Les conseils des collègues avant départ furent assez variés :
« Prévois de la lecture, on ne sait jamais, en cas de trop-plein de collectivité »
« Attention aux premières nuits, sinon gare aux premiers concerts »
« 24 jours… »
« les salles, les villes, ce sera magnifique ! »
« le planning est bien équilibré, prépare ton Routard !»
J’ai donc décidé de vivre cette tournée le mieux possible et surtout d’en profiter ! Malgré l’inévitable décalage horaire, j’ai voulu dès mon arrivée à Pékin visiter la Cité Interdite. L’immersion dans la culture et les traditions chinoises fut totale.
J’avais ainsi fui l’irrépressible envie de me mettre sous la couette, mais la première nuit fut néanmoins fragmentée. Nous avons profité de notre journée de récupération pour mettre à exécution un plan savamment organisé depuis Paris. Nous avions décidé d’aller sur la Grande Muraille et de fêter cet événement par un pique-nique 100% français !
Après avoir traversé une Chine rurale en totale opposition avec sa capitale, gravi les marches, nous avons trouvé sur les hauteurs d’une tour l’endroit rêvé pour déballer fromages, charcuterie, vin (l’excursion n’aurait pas pu être retardée !) et devenir nous-mêmes une attraction pour touristes. Nous avons tenté d’initier des Chinois à notre gastronomie, mais en vain, ils restèrent trop intimidés.
Au retour, une halte au célèbre marché aux perles et puis j’ai repris contact avec mon instrument.
Les musiciens sont nombreux aujourd’hui sur la muraille de Chine. Ensuite, le rythme des concerts l’emportera sur celui des visites. D’ailleurs, de certaines chambres perce maintenant, derrière la porte, le travail sur l’instrument. Côté production, on dénombre les pépins, une valise égarée ou endommagée peut-être, presque rien. Une angine probablement, dans les flûtes. Pas d’affolement, vies de voyageurs. Ce soir, à minuit, les instruments arrivent au théâtre.

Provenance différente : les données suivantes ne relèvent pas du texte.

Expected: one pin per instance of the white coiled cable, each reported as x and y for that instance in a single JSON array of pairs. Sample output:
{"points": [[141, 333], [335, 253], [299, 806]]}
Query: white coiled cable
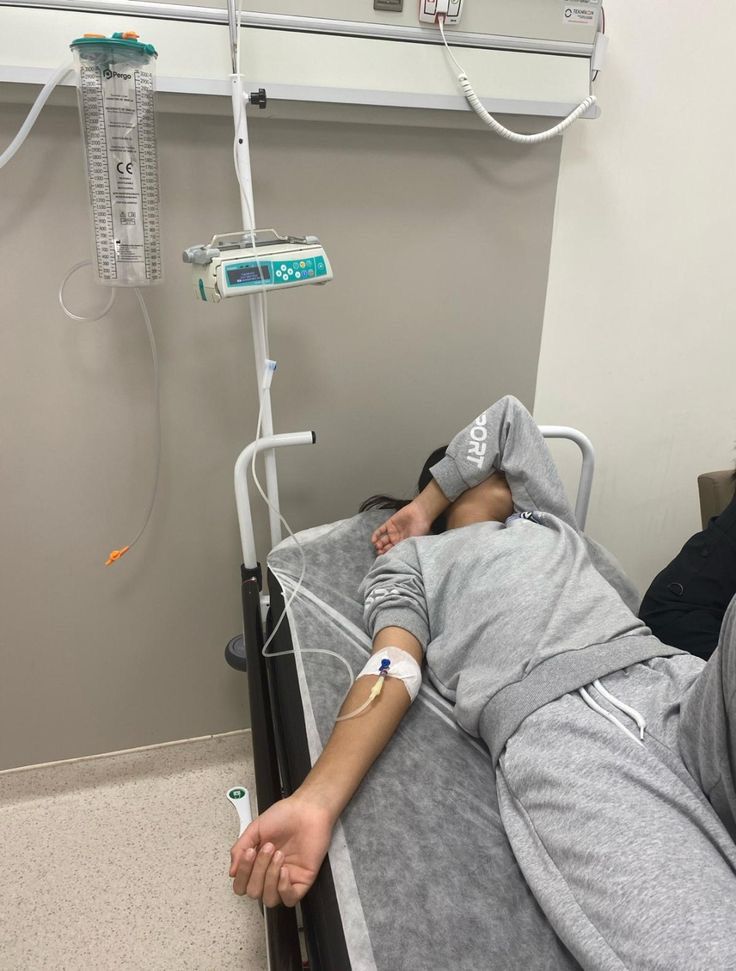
{"points": [[495, 125]]}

Le dispositif prend forme.
16h30, l’alarme de mon portable sonne, réglée pour le réveil parisien à 7h30. Nous sommes en Chine depuis ce midi. Vous êtes en train de vous raser, de vous laver les dents. L’objectif ici pour tout le monde, c’est de ne pas céder à la tentation de se coucher après le vol de la nuit et ainsi de compromettre l’adaptation au décalage horaire. Cette journée d’arrivée et la journée de repos qui suit, demain, sont bel et bien nécessaires pour aborder le concert mercredi en bonne condition. L’orchestre est arrivé par deux avions successifs. Celui des cordes et celui des vents. Les normes courantes veulent que le second soit plus animé que le premier, encore que dans les avions –allez savoir pourquoi- ni le personnel de bord ni les autres passagers n’aiment trop l’agitation…

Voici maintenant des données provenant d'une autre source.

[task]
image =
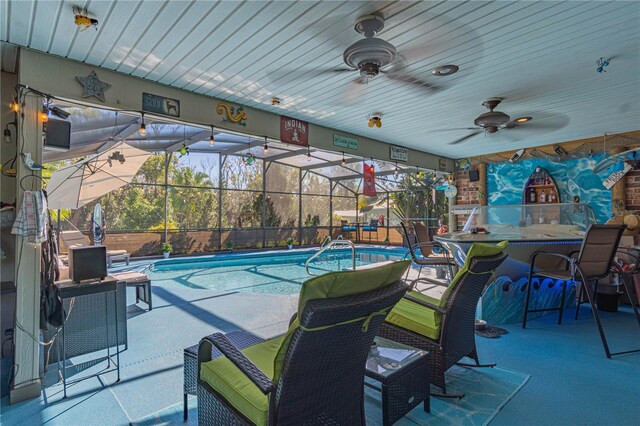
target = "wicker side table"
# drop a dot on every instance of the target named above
(404, 376)
(241, 339)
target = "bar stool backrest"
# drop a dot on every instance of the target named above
(598, 249)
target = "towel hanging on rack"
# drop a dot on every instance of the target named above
(31, 220)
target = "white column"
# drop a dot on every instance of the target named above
(27, 269)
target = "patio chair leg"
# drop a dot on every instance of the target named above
(634, 306)
(185, 408)
(579, 301)
(526, 300)
(596, 317)
(562, 297)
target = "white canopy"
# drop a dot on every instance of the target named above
(88, 179)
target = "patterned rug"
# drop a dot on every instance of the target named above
(486, 391)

L’arrivée en bus dans Pékin est saisissante : épais brouillard, fantomatiques immeubles en construction. Et puis tout le monde s’égaye (surtout ne pas dormir !). Je pousse jusqu’au théâtre où l’orchestre jouera dans 48 heures. Pékin est ainsi faite aujourd’hui que des traditionnels blocs en cours fermées (les hutong, pas si vieux que ça, bétonnés, mais traditionnels dans leur organisation en dédale) jouxtent des avenues larges comme un périphérique parisien. Et en effet, l’avenue Dongzhimen, à trois voies, qui passe au pied du Poly Theatre est considérée comme le périphérique n°1 de Pékin (il y en a actuellement quatre concentriques, le cinquième est en construction). Le théâtre doit son nom au China Poly Group, initialement un industriel de l’armement diversifié dans l’immobilier, le tourisme…
Il est campé de deux tours, de l’autre côté du rond-point un building comme une arche murée de verre fait son pendant, elle aussi signée du P de Poly. Un peu plus bas, un gigantesque complexe aux formes zigzagantes est en construction. À trois cents mètres de là, deux enfants nourrissent un lapin en cage, on retape un vieux vélo, et sur le sien un vendeur de hachoirs s’annonce en frappant le métal.